10. What time is it when the clock strikes 13? Time to get a new clock.


Final 20 Dad Jokes


  1. Why did the scarecrow get promoted? He was outstanding in his field.

  2. What do you call a snobbish criminal going downstairs? A condescending con descending.

  3. Why don't scientists trust atoms anymore? They make up everything.

  4. What's the difference between a poorly dressed man on a unicycle and a well-dressed man on a bicycle? Attire.

  5. How do you find Will Smith in the snow? Look for fresh prints.

  6. Why was the math book sad? It had too many problems.

  7. What do you call a person with no body and no nose? Nobody knows.

  8. Why did the football coach go to the bank? To get his quarterback.

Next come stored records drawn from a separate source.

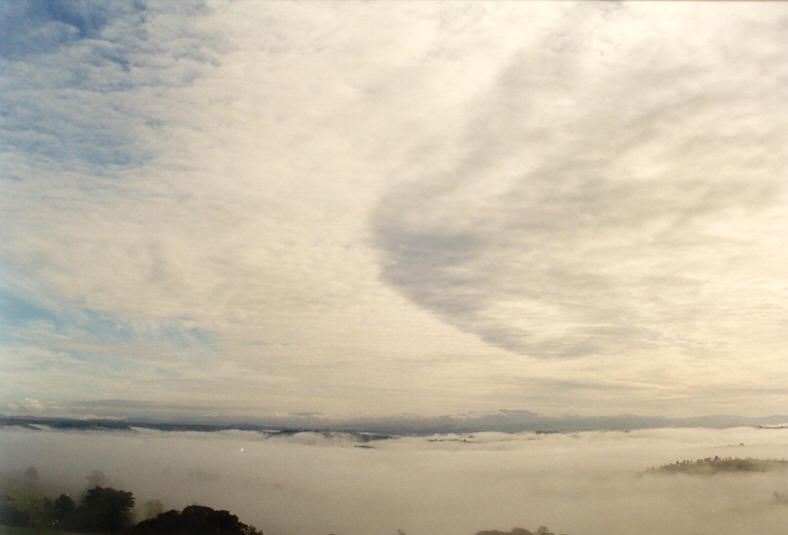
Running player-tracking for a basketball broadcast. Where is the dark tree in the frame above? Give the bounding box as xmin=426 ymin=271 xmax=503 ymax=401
xmin=71 ymin=487 xmax=134 ymax=533
xmin=0 ymin=505 xmax=30 ymax=527
xmin=130 ymin=505 xmax=263 ymax=535
xmin=52 ymin=494 xmax=77 ymax=527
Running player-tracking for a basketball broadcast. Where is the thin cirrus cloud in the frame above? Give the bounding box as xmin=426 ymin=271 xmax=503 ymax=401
xmin=372 ymin=3 xmax=786 ymax=357
xmin=0 ymin=1 xmax=786 ymax=416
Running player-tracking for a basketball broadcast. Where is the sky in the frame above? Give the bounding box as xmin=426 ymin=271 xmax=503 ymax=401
xmin=0 ymin=0 xmax=788 ymax=426
xmin=0 ymin=426 xmax=788 ymax=535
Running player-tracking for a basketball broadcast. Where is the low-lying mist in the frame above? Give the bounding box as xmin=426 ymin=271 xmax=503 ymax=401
xmin=0 ymin=427 xmax=788 ymax=535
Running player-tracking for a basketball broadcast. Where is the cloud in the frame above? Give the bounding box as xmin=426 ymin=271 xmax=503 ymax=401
xmin=0 ymin=428 xmax=788 ymax=535
xmin=0 ymin=2 xmax=784 ymax=417
xmin=372 ymin=6 xmax=787 ymax=358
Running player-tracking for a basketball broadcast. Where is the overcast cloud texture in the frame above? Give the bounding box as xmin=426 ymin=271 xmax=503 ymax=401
xmin=0 ymin=428 xmax=788 ymax=535
xmin=0 ymin=0 xmax=788 ymax=418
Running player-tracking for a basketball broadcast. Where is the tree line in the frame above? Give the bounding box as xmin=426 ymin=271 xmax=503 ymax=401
xmin=0 ymin=486 xmax=262 ymax=535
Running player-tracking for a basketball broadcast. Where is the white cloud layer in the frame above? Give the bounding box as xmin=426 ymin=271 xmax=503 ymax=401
xmin=0 ymin=2 xmax=788 ymax=416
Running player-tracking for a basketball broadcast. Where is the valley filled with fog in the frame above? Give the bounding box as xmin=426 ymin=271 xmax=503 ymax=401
xmin=0 ymin=426 xmax=788 ymax=535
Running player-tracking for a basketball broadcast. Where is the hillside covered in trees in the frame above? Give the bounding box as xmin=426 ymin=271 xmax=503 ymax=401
xmin=0 ymin=486 xmax=262 ymax=535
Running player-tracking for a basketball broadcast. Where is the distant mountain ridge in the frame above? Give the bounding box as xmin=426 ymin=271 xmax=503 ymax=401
xmin=0 ymin=410 xmax=788 ymax=442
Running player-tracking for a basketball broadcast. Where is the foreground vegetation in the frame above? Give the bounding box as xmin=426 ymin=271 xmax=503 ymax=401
xmin=648 ymin=457 xmax=788 ymax=475
xmin=0 ymin=486 xmax=262 ymax=535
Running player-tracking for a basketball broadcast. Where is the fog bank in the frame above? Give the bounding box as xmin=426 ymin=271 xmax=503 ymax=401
xmin=0 ymin=427 xmax=788 ymax=535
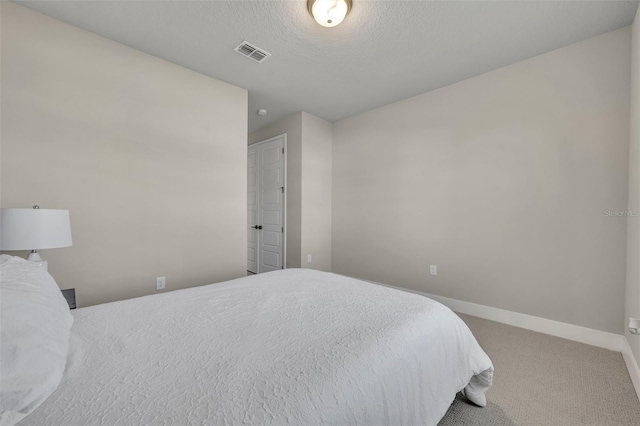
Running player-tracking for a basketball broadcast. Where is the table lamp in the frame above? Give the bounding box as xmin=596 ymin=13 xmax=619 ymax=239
xmin=0 ymin=206 xmax=71 ymax=270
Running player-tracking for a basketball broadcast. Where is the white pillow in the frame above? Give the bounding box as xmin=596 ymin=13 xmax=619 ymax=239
xmin=0 ymin=255 xmax=73 ymax=425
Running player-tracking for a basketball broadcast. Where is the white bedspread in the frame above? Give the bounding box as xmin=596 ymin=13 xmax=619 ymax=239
xmin=20 ymin=269 xmax=493 ymax=425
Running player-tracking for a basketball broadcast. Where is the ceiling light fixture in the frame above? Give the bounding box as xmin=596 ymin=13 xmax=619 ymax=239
xmin=307 ymin=0 xmax=351 ymax=27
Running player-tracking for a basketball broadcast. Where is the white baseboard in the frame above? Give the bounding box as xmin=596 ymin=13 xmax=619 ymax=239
xmin=366 ymin=280 xmax=640 ymax=400
xmin=621 ymin=336 xmax=640 ymax=400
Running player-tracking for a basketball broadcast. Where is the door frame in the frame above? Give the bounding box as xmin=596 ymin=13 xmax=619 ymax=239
xmin=246 ymin=133 xmax=289 ymax=269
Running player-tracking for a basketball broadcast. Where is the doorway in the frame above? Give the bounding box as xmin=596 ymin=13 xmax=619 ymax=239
xmin=247 ymin=134 xmax=287 ymax=274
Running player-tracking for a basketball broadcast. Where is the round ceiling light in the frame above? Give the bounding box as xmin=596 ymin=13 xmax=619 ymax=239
xmin=307 ymin=0 xmax=351 ymax=27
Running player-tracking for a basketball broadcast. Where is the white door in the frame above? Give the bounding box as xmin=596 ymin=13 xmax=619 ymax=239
xmin=247 ymin=145 xmax=258 ymax=274
xmin=247 ymin=135 xmax=285 ymax=274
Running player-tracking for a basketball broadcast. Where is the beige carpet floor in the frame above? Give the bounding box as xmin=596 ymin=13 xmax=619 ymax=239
xmin=440 ymin=315 xmax=640 ymax=426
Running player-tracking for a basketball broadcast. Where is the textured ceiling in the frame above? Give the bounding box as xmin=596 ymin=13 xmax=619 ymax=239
xmin=11 ymin=0 xmax=638 ymax=131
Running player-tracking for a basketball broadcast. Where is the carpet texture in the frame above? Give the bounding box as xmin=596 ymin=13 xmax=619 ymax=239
xmin=439 ymin=314 xmax=640 ymax=426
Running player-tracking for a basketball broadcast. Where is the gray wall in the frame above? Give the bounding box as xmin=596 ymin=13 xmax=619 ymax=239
xmin=625 ymin=9 xmax=640 ymax=365
xmin=301 ymin=112 xmax=333 ymax=271
xmin=1 ymin=2 xmax=247 ymax=306
xmin=332 ymin=28 xmax=631 ymax=334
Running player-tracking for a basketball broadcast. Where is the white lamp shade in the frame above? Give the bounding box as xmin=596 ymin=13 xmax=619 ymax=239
xmin=0 ymin=209 xmax=71 ymax=250
xmin=307 ymin=0 xmax=351 ymax=27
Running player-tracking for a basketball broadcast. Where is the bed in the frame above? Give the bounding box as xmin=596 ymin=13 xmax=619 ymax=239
xmin=0 ymin=255 xmax=493 ymax=425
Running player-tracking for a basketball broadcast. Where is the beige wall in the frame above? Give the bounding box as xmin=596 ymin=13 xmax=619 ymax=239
xmin=301 ymin=112 xmax=333 ymax=271
xmin=332 ymin=28 xmax=631 ymax=333
xmin=625 ymin=9 xmax=640 ymax=365
xmin=245 ymin=112 xmax=302 ymax=268
xmin=1 ymin=2 xmax=247 ymax=306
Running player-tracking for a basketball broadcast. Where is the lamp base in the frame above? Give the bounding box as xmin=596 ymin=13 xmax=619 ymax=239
xmin=27 ymin=250 xmax=49 ymax=271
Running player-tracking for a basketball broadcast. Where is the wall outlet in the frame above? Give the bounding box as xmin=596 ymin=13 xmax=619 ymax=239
xmin=429 ymin=265 xmax=438 ymax=275
xmin=156 ymin=277 xmax=167 ymax=290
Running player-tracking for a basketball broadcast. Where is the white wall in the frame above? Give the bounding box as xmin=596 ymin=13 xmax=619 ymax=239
xmin=1 ymin=2 xmax=247 ymax=306
xmin=625 ymin=9 xmax=640 ymax=365
xmin=332 ymin=28 xmax=631 ymax=334
xmin=301 ymin=112 xmax=333 ymax=271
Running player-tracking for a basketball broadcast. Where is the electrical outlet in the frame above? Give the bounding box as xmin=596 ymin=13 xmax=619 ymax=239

  9. What do you call a belt with a watch on it? A waist of time.

10. I used to be a banker, but I lost interest.

11. Why did the frog take the bus to work? His car got toad away.

12. What's the best way to carve? Whittle by whittle.

13. Why did the golfer wear two pairs of pants? In case he got a hole in one.

14. What did the ocean say to the shore? Nothing, it just waved.

15. Why don't ants get sick? Because they have tiny ant-y bodies.

16. What do you call a fish with no eyes? Fsh.

17. Why did the mushroom go to the party? Because he was a fungi.

18. What happens when a frog's car breaks down? It gets toad away.

19. Why did the house go to the doctor? It had window panes.

20. How does a rabbi make coffee? Hebrews it.


There you have it! 200 of the best dad jokes guaranteed to make your kids groan, your friends roll their eyes, and complete strangers question your sense of humor.


Remember, the key to a good dad joke isn't just the punchline; it's the confident delivery followed by that satisfied dad chuckle while everyone around you pretends they didn't hear it. Now go forth and dad joke responsibly!